On remarque également que ces adaptations ne se concentrent presque jamais sur l’histoire principale décrite dans l’oeuvre originale ; elles se contentent d’en reprendre l’univers, permettant ainsi aux codes de ne jamais réellement s’entrechoquer.
Pokémon : le jeu conçu pour être un phénomène de société
Si l’on recherche un jeu ayant véritablement pulvérisé les barrières séparant ces médias, comment ne pas citer le cas de Pokémon.Pokémon est, à la base, un RPG assez simple conçu par l’éditeur Nintendo. La saga est suffisamment connue pour ne pas avoir à s’étendre sur son principe : il faut suffisamment tous les attraper.
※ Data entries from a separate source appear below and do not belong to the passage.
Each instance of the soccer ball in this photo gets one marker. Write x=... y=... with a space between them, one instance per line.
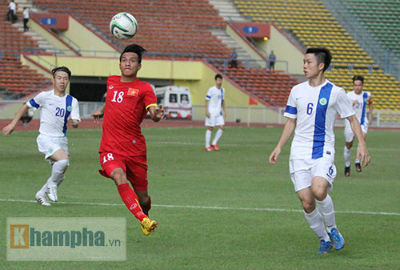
x=123 y=26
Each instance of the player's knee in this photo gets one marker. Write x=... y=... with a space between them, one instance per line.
x=319 y=194
x=349 y=145
x=119 y=177
x=62 y=165
x=308 y=205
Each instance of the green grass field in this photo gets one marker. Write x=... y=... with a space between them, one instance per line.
x=218 y=210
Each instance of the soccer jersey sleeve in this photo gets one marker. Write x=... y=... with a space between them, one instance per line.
x=208 y=96
x=291 y=107
x=150 y=98
x=343 y=104
x=369 y=98
x=37 y=101
x=75 y=110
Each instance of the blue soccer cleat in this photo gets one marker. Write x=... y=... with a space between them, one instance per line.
x=324 y=247
x=336 y=238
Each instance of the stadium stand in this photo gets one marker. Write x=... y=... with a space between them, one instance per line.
x=312 y=24
x=19 y=80
x=381 y=18
x=178 y=29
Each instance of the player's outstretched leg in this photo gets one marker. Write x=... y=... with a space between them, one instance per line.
x=315 y=221
x=57 y=176
x=216 y=138
x=40 y=196
x=336 y=238
x=347 y=155
x=358 y=164
x=132 y=203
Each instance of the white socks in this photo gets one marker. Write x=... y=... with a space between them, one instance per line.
x=357 y=160
x=57 y=175
x=217 y=136
x=316 y=224
x=347 y=155
x=325 y=207
x=208 y=137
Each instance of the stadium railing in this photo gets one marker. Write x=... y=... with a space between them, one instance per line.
x=236 y=114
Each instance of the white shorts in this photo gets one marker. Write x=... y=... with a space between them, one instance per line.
x=214 y=120
x=48 y=145
x=348 y=132
x=302 y=171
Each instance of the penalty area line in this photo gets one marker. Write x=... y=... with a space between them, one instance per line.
x=211 y=207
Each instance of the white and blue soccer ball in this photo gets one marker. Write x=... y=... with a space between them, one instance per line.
x=123 y=26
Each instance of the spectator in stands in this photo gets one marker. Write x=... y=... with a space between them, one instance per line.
x=233 y=59
x=12 y=12
x=26 y=18
x=271 y=60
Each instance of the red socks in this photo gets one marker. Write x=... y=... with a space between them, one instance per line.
x=131 y=201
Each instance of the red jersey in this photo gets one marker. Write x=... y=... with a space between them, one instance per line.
x=126 y=107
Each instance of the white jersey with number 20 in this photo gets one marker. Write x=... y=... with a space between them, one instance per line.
x=54 y=112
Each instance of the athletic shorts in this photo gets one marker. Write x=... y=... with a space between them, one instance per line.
x=134 y=167
x=49 y=145
x=215 y=119
x=302 y=171
x=348 y=132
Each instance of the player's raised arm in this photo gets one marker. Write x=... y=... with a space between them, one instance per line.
x=362 y=152
x=10 y=127
x=99 y=113
x=286 y=133
x=156 y=113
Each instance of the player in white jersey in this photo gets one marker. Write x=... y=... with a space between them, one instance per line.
x=56 y=108
x=360 y=100
x=311 y=112
x=215 y=113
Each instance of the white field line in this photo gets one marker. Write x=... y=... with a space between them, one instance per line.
x=212 y=207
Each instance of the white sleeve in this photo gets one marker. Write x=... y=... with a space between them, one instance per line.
x=75 y=110
x=343 y=104
x=291 y=107
x=208 y=96
x=37 y=101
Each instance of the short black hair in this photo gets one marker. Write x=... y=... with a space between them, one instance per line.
x=139 y=50
x=323 y=56
x=358 y=78
x=63 y=68
x=218 y=76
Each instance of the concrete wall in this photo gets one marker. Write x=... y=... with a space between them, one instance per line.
x=285 y=51
x=86 y=41
x=196 y=75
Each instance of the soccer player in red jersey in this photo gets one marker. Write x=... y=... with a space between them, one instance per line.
x=123 y=147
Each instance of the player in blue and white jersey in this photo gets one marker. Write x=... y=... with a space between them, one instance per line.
x=360 y=100
x=56 y=108
x=215 y=113
x=311 y=112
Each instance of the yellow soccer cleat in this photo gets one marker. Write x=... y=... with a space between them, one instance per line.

Cependant, réduire cette licence à ce simple énoncé serait ignorer l’ampleur colossale du juggernaut marketing au cœur de la stratégie du géant nippon. Une opération de communication dont l’ampleur n’a que rarement été égalée.
Dès sa conception, Pokémon n’a en effet pas été pensé comme un simple jeu, mais bel et bien un phénomène de société. En parallèle au jeu sur Gameboy, on pensera notamment à la sortie simultanée d’un anime, de plusieurs mangas, films, mais aussi peluches jouets et gadgets ainsi que, du moins au japon, de magasins entièrement spécialisés dans la vente de produits Pokémon.
Une persistance qui semble payer
Bien que la série The Witcher fasse figure d’exception, elle reste un exemple encourageant en ce qui concerne a place du jeu vidéo dans le grand ensemble culturel des oeuvres transmedia. Il s’agit bel et bien de la preuve que le système fonctionne, redonnant un souffle de vie et une visibilité à ce jeu s’étant naturellement effacé après quelques années.
Plus que jamais, le jeu vidéo est à la mode cependant. Sans forcément être tiré de références précises, la montée du genre « Isekai » dans les animes, très clairement inspiré de mondes vidéoludiques, en est un parfait exemple.
Avec cette influence de plus en plus présente, il n’est pas exclu de voir de plus en plus de jeux lourdement scénarisés tenter de s’exporter vers de nouveaux médias ; cette fois on l’espère, avec succès.Il est intéressant de noter que ce privilège n’est pas réservé qu’aux studios AAA. Le studio indépendant Lab Zero Games, à l’occasion de la création de leurs jeux Skull Girls et Indivisible ont fait appel à de très nombreuses contributions d’artistes professionnels provenant de communautés d’internautes. Afin de réaliser plusieurs animations et la bande annonce de Indivisible, ces développeurs ont même fait équipe avec le Studio Trigger, spécialisé dans la création d’animé.
L’intégration du jeu vidéo au reste des oeuvres culturelles reste complexe, mais plus proche que jamais. Elle s’effectuera simplement sous un angle différent de ce à quoi on aurait pu imaginer.